Нашел работенку, сельский житель! Сено... Легкое, как пух, сухое, душистое... сено...
- А Шулейкин?
Маракушев сбрасывает мешок с плеча. Машет рукою куда-то в сторону. Ухмыляется неопределенно.
И этот смылся... Ну ладно. Берегись, Виташа. Я тебя перекручу, я над тобой посмеюсь...
- Вы крутите, крутите, - говорит мне баба.
- А я и так кручу, - говорю я. - Вот сейчас пиджак сброшу, еще веселей пойдет.
- Не надо сбрасывать, полова по телу разлезется, - говорит другая.
- Жарко, - говорю я.
Там, у Виташи, сено. Оно прохладное и ароматное. Виташа стреляный воробей. Он знает, где получше...
- Вы ее крутите получше, ручку-то...
- Как еще получше? Так, что ли?..
- Да хоть так...
Пожалуйста, могу и так. Как угодно могу. Лишь бы полова эта проклятая не летела в мою сторону... Она забирается за воротник, и маленькие колючие зверьки разбегаются по всему телу, и нет от них спасения. И пыль смешивается с потом. Лезет в нос, в уши, в рот, в легкие...
А вот ходит в распахнутом полушубке председатель колхоза Абношкин (фамилия-то какая!). Он толст и угрюм. И сопит громко. Даже сквозь грохот веялки слышно. Он ходит и понукает... Почему я должен крутить эту ручку?..
Дышать этой пылью?.. Может быть, он будет собирать материал для задуманной монографии о Толстом? А может быть, она и не нужна? И ничего не нужно? Только овес, золотой овес, душистый овес, ядовитый... Только этот несовершенный механизм, унижающий человека?.. Что нужно?
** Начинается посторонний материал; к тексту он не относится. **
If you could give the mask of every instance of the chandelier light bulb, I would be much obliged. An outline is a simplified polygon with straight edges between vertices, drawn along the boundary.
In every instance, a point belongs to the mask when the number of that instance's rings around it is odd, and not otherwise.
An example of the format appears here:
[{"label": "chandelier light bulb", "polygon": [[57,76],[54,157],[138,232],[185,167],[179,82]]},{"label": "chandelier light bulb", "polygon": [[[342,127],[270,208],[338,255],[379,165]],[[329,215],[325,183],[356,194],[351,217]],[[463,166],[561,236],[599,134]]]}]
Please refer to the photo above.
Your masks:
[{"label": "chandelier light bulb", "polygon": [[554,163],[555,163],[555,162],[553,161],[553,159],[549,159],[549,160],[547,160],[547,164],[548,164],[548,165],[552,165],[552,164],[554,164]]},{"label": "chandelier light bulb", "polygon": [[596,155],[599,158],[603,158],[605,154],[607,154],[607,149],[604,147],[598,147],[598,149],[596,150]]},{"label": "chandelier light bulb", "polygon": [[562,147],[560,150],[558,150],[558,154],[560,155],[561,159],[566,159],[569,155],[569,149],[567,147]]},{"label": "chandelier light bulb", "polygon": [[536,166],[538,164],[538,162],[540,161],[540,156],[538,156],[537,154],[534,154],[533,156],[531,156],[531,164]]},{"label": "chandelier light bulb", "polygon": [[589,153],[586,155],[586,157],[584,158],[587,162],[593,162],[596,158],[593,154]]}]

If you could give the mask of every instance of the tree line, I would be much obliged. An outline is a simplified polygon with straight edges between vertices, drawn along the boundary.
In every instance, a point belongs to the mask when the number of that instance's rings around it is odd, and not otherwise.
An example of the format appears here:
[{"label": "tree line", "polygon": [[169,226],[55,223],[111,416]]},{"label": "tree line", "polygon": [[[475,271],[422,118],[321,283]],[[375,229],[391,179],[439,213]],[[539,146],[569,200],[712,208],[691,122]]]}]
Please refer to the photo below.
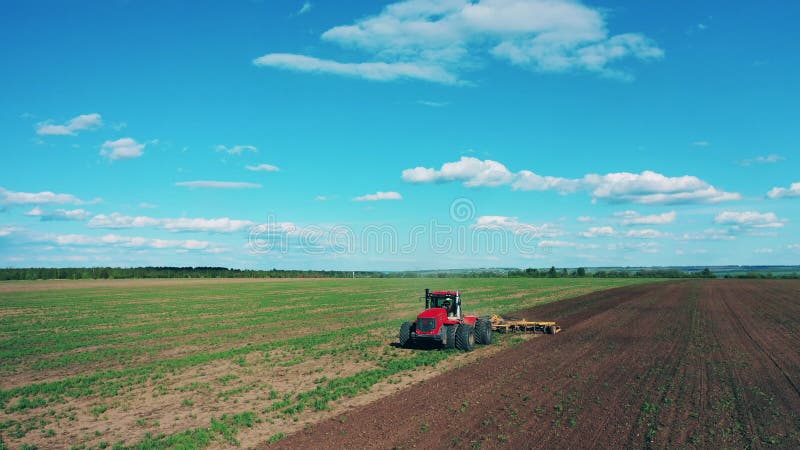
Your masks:
[{"label": "tree line", "polygon": [[714,273],[705,268],[700,271],[687,272],[678,269],[641,269],[641,270],[596,270],[589,272],[584,267],[570,270],[567,268],[513,270],[508,273],[514,278],[714,278]]},{"label": "tree line", "polygon": [[[747,272],[725,274],[724,278],[798,279],[798,273],[772,274]],[[710,269],[683,271],[678,269],[575,269],[555,266],[527,269],[484,269],[456,271],[348,271],[348,270],[248,270],[227,267],[30,267],[0,269],[0,281],[7,280],[81,280],[126,278],[716,278]]]},{"label": "tree line", "polygon": [[30,267],[0,269],[0,280],[82,280],[125,278],[350,278],[377,272],[343,270],[242,270],[226,267]]}]

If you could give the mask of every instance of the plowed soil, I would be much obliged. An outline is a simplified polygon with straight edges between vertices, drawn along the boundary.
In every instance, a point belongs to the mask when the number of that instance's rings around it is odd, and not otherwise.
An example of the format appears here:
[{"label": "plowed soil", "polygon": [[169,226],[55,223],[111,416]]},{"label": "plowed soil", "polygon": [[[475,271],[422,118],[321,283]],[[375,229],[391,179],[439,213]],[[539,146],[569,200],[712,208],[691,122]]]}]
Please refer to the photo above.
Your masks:
[{"label": "plowed soil", "polygon": [[798,448],[800,283],[691,280],[515,314],[564,331],[269,448]]}]

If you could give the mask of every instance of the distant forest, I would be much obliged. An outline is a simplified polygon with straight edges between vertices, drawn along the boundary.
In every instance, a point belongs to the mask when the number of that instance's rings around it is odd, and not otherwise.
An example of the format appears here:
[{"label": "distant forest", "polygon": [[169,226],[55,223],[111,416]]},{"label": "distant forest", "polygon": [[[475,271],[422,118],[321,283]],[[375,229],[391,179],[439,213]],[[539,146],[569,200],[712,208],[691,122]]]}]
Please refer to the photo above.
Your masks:
[{"label": "distant forest", "polygon": [[226,267],[31,267],[0,269],[0,281],[81,280],[130,278],[781,278],[798,279],[800,273],[765,271],[715,274],[710,269],[476,269],[443,271],[349,271],[349,270],[241,270]]}]

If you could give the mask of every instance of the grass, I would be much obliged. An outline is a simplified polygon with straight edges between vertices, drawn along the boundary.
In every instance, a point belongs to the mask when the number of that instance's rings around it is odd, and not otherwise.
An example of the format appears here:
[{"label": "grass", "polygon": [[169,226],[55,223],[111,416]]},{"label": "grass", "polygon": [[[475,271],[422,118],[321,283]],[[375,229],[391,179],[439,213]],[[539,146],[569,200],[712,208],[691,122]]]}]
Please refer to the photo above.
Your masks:
[{"label": "grass", "polygon": [[[0,380],[45,378],[0,381],[0,424],[7,424],[0,442],[19,447],[31,429],[63,436],[82,426],[79,399],[95,405],[83,411],[95,421],[113,420],[118,409],[148,420],[128,430],[133,437],[69,444],[235,445],[237,433],[260,428],[259,421],[272,430],[262,442],[272,441],[301,417],[458,354],[388,345],[400,322],[422,308],[425,287],[460,289],[465,312],[483,315],[642,281],[329,279],[0,292]],[[297,387],[273,383],[285,371]],[[131,400],[145,397],[161,406]],[[226,412],[242,404],[260,412]],[[188,416],[180,422],[185,431],[158,433],[159,422],[174,422],[175,411],[194,405],[214,405],[221,415],[205,424]]]}]

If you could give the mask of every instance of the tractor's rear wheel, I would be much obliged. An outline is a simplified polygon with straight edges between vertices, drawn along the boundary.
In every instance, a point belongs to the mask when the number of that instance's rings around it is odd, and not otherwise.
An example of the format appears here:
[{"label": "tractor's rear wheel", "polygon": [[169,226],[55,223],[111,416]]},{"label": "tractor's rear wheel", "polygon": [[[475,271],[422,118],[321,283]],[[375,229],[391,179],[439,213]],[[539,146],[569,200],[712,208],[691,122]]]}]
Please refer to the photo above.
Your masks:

А у Виташи - сено... Проморгал я. Лечь бы лицом в прохладное сено и раскинуть руки, чтобы они отдохнули. И чтобы поясница отдохнула...
Я меняю руки. То левой кручу, то правой. А крутить все тяжелей и тяжелей. А Маракушев по-прежнему щедро овес засыпает в веялку. Так долго не выдержать.
- Вы что-то помногу сыплете! - кричу я ему. И вместе с криком изо рта моего вылетает комок жеваной пыли и летит в глубину сарая.
А Маракушев всё сыплет. Медное его лицо сосредоточено. Лампы подмигивают со своих столбов. Кружится золотая пыль...
- Давай, давай! - кричат бабы.
Где это Шулейкин прячется, интересно?
- Директор-то ваш опять у Багреихи под окнами пасется, - говорит мне баба.
Ааа... Ему серпа мало. А может, это любовь? Ну не может он без нее, и всё...
- Она ему не даст, - говорит другая, - разве он ей подходит?
Сейчас, когда кончится всё, я пойду к тому дому. Я его там застану. Я ему всё скажу... Что? Всё, всё. Плевать, пусть обижается! Свет клином, что ли?.. Плевать.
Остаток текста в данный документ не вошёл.